The HSM vendor is being spun off by Thales ahead of its Gemalto acquisition
UK-founded encryption hardware specialist nCipher Security is back on the market, eleven years after being bought by French aerospace and security multination Thales for £50.7 million. This time around, with enterprise security a greater concern than ever, it looks to be hot property and the company expects to announce a winning bidder for its general purpose hardware security module (HSM) proposition within weeks.
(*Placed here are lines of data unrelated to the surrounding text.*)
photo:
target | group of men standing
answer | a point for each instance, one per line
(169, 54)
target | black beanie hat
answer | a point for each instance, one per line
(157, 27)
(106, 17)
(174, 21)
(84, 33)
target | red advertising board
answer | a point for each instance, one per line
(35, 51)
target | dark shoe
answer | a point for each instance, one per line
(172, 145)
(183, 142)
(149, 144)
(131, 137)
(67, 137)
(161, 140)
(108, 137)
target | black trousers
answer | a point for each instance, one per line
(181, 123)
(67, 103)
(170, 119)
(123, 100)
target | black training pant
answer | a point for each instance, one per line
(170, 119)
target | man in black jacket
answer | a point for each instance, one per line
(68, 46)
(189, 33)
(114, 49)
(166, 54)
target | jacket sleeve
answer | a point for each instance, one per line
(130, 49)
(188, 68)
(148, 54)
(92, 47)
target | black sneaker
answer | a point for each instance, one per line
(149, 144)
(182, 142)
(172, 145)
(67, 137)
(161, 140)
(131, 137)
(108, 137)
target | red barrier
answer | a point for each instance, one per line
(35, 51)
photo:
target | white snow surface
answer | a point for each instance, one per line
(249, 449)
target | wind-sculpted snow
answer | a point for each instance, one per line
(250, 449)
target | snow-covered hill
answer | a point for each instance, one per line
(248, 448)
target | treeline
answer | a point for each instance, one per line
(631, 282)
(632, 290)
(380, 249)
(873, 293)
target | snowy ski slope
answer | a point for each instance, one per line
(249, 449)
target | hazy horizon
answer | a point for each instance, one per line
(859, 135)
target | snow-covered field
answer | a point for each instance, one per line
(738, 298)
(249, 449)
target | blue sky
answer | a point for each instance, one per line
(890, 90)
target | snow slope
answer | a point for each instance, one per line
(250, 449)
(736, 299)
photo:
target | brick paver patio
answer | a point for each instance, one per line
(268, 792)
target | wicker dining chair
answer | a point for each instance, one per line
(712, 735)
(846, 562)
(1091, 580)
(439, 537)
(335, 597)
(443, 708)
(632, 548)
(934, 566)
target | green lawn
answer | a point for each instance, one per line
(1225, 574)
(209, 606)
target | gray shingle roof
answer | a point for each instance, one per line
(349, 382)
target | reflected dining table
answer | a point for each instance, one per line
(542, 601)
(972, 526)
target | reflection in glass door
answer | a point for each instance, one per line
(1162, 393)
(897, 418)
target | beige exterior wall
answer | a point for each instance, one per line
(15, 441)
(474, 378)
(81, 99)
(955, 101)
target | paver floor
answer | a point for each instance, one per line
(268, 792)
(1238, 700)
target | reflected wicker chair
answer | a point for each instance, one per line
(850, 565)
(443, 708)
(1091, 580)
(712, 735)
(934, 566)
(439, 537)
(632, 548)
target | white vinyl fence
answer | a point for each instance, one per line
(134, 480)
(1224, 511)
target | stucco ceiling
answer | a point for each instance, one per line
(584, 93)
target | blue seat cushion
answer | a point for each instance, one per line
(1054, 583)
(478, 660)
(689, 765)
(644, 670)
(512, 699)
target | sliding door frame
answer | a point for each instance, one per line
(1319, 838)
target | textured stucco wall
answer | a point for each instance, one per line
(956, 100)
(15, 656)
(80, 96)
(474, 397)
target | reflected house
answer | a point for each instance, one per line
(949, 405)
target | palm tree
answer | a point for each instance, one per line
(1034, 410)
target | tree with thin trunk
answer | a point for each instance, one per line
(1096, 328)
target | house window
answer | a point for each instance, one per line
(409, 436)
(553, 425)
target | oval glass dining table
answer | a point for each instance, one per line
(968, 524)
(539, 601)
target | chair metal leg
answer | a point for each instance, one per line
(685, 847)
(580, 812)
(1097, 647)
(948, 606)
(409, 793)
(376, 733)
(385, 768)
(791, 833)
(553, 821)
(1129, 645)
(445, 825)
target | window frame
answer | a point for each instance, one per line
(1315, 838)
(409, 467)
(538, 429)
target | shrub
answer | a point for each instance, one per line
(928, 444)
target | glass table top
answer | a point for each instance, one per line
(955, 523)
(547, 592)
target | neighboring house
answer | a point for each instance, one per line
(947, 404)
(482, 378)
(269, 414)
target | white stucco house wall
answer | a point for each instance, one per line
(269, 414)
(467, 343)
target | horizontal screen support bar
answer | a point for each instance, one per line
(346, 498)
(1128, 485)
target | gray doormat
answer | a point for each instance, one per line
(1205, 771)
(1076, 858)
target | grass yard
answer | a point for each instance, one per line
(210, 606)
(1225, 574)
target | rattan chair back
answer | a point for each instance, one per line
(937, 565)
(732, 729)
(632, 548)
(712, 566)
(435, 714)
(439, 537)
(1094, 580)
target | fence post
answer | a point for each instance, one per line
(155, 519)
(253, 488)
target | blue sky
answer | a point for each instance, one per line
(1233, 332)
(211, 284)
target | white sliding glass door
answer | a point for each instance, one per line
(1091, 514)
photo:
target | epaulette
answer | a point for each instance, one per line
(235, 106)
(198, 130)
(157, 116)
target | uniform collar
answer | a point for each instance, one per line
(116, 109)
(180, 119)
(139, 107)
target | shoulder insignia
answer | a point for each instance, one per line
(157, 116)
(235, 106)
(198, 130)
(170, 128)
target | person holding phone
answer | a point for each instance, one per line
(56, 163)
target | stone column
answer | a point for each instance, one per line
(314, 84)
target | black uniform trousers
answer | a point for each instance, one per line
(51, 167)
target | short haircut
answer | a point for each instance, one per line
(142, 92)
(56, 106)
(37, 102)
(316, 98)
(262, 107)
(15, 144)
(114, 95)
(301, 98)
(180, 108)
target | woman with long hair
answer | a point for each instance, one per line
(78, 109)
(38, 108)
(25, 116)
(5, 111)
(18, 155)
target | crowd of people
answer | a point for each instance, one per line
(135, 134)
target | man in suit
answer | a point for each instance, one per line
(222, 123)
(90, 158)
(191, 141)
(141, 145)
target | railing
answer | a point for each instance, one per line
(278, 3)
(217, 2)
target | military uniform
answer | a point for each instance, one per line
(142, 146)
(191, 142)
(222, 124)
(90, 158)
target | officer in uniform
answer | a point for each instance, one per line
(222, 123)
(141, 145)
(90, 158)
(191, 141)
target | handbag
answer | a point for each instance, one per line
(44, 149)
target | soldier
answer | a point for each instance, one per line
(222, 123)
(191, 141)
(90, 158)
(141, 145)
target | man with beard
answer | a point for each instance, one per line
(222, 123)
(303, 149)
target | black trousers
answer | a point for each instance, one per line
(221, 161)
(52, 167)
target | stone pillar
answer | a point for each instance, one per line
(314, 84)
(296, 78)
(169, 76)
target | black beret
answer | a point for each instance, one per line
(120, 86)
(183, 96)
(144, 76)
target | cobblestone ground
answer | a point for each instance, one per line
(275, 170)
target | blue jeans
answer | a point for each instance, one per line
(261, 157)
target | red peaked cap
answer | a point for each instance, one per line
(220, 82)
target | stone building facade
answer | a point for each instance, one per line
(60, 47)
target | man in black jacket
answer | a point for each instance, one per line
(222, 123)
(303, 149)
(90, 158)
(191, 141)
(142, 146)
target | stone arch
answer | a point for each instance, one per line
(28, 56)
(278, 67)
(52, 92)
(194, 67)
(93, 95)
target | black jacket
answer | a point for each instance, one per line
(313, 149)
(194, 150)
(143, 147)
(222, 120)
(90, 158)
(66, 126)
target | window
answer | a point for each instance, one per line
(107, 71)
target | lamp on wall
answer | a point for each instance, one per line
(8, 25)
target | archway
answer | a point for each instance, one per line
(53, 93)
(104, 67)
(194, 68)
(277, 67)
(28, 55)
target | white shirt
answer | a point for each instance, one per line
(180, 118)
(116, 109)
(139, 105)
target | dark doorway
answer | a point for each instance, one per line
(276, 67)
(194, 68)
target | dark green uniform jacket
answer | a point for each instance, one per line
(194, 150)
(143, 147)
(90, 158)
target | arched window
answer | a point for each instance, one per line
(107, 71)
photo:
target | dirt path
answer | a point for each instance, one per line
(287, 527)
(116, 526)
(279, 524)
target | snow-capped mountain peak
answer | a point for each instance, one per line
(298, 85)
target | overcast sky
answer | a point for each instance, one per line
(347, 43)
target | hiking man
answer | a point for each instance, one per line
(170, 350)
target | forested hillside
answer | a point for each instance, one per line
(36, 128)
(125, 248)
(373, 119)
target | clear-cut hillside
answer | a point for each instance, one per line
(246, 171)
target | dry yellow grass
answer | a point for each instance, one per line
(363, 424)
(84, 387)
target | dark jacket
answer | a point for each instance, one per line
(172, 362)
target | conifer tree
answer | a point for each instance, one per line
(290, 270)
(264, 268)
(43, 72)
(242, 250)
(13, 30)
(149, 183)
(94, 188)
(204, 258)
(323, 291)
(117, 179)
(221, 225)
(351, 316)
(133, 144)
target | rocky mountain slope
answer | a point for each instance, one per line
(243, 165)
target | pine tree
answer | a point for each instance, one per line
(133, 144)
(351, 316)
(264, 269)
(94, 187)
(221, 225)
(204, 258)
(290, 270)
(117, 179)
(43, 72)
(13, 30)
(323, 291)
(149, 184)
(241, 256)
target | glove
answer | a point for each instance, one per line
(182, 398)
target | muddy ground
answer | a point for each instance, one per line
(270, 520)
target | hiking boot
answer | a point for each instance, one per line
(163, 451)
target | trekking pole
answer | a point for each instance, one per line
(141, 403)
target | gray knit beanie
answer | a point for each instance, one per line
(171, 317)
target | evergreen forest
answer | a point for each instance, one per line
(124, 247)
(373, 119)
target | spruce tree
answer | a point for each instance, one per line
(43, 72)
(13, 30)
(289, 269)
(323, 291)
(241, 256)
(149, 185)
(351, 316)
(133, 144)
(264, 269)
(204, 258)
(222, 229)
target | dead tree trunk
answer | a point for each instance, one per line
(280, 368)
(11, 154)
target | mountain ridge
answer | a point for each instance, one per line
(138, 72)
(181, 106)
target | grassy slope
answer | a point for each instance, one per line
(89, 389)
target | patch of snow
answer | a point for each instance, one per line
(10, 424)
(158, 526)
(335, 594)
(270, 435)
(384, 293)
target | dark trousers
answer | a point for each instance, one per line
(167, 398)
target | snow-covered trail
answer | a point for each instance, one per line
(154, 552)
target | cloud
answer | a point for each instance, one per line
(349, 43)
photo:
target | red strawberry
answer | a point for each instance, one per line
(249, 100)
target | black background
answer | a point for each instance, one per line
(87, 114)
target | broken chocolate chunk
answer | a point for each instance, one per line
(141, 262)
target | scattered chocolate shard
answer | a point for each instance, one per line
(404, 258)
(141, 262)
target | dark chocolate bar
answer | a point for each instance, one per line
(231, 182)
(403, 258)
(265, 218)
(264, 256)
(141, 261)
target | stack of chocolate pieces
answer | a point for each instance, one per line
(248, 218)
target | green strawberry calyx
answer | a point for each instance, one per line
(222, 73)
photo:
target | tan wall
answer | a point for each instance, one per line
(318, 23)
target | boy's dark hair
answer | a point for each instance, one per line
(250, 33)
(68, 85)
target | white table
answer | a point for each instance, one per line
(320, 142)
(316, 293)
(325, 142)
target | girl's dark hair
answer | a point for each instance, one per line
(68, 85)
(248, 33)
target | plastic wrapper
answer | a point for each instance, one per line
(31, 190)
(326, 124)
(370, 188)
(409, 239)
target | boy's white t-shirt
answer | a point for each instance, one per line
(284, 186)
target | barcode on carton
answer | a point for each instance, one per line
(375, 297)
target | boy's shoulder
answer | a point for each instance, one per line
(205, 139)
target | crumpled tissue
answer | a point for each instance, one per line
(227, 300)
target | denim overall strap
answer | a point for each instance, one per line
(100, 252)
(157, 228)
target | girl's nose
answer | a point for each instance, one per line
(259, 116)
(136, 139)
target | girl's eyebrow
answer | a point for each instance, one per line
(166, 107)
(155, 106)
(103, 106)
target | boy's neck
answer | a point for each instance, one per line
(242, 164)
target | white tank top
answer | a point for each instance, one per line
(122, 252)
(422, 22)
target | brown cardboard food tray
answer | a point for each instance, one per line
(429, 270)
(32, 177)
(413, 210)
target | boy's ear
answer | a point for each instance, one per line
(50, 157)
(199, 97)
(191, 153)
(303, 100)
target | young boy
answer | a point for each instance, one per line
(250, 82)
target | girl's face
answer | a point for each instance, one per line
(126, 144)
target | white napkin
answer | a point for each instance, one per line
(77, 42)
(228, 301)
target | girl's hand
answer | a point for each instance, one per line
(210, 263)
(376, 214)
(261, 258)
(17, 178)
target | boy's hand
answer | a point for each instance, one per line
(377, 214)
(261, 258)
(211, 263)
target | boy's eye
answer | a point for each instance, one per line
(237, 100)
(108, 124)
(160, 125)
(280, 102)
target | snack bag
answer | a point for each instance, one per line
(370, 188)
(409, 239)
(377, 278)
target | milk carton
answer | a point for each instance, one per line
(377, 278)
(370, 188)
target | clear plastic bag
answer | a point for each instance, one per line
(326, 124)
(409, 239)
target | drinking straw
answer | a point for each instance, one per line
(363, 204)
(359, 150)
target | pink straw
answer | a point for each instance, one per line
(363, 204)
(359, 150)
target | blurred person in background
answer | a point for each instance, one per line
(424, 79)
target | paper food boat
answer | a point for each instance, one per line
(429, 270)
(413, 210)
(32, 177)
That’s according to John Grimm, Senior Director of Strategy and Business Development, speaking with Computer Business Review this week.
The company, still legally owned by Thales, sells HSMs under the nShield brand and holds some 32 patents. It is being spun off under orders from European regulators: divestiture of the HSM specialist is a condition of the European Commission’s December approval for Thales €4.8 billion all-cash Gemalto acquisition.
Grimm told Computer Business Review: “There are multiple bidders seeking to acquire nCipher’s business. Having achieved the ‘carved out’ status we need to proceed on January 24, the bidding process is ongoing. We expect it will be a matter of weeks before the winning bidder is selected.”
He declined to comment on the potential buyers in the mix or the price the company hopes to attain.
nCipher Security: Formed in Cambridge, Being Divested by Thales Ahead of Gemalto Takeover
nCipher Security, which employs approximately 330 staff, sells HSMs – hardened, tamper-resistant hardware environments for secure cryptographic processing, key generation and protection, encryption and more. These are certified under the crytographic benchmark IPS 140-2.
Its products include the network-attached nShield Connect (illustration at top right), nShield Edge, a portable USB-based module (middle) and nShield Solo (bottom): low-profile PCI express card modules that deliver cryptographic services to applications hosted on a server.
Originally formed by brothers Alex and Nicko van Someren and based in Cambridge, it floated on the London Stock Exchange in 2000. It was bought by Thales in 2008.
Buyers of its HSMs include 50 percent of the FTSE 100’s top 20; notable customers include Microsoft and Samsung.
HSMs are used to to provide a root of trust for a wide variety of business applications including public key infrastructures (PKIs), SSL/TLS encryption key protection, code signing and digital signing.
Grimm told Computer Business Review demand is also growing among IoT vendors.
“So many companies see the IoT as the next frontier to competitive advantage… now it’s a case of ‘how do make sure I can do that without getting in trouble’. They’re making mistakes in how they configure the cloud. If you can simplify and use a common encryption application and method to span multiple clouds, that’s a good start.”
nCipher Security 18 months ago released its Web Services Crypto API interface to support customers running hardened operating systems and with hybrid/multicloud needs without having to develop a custom interface.
Grimm said: “Large customers want to centralise; they want a pool of HSMs, a centre of excellence, that has driven us to make them more cloud-friendly. While folks using a pool of HSMs typically tend to keep many of their applications on-premise, they also want some interoperability with the cloud. The API allows applications that reside anywhere to access nShield services through web service calls.”
He added: “While there has been a lot of buzz about HSMs coming from the cloud providers, the Commission concluded cloud HSMs aren’t there yet. We’re seeing a lot of action.”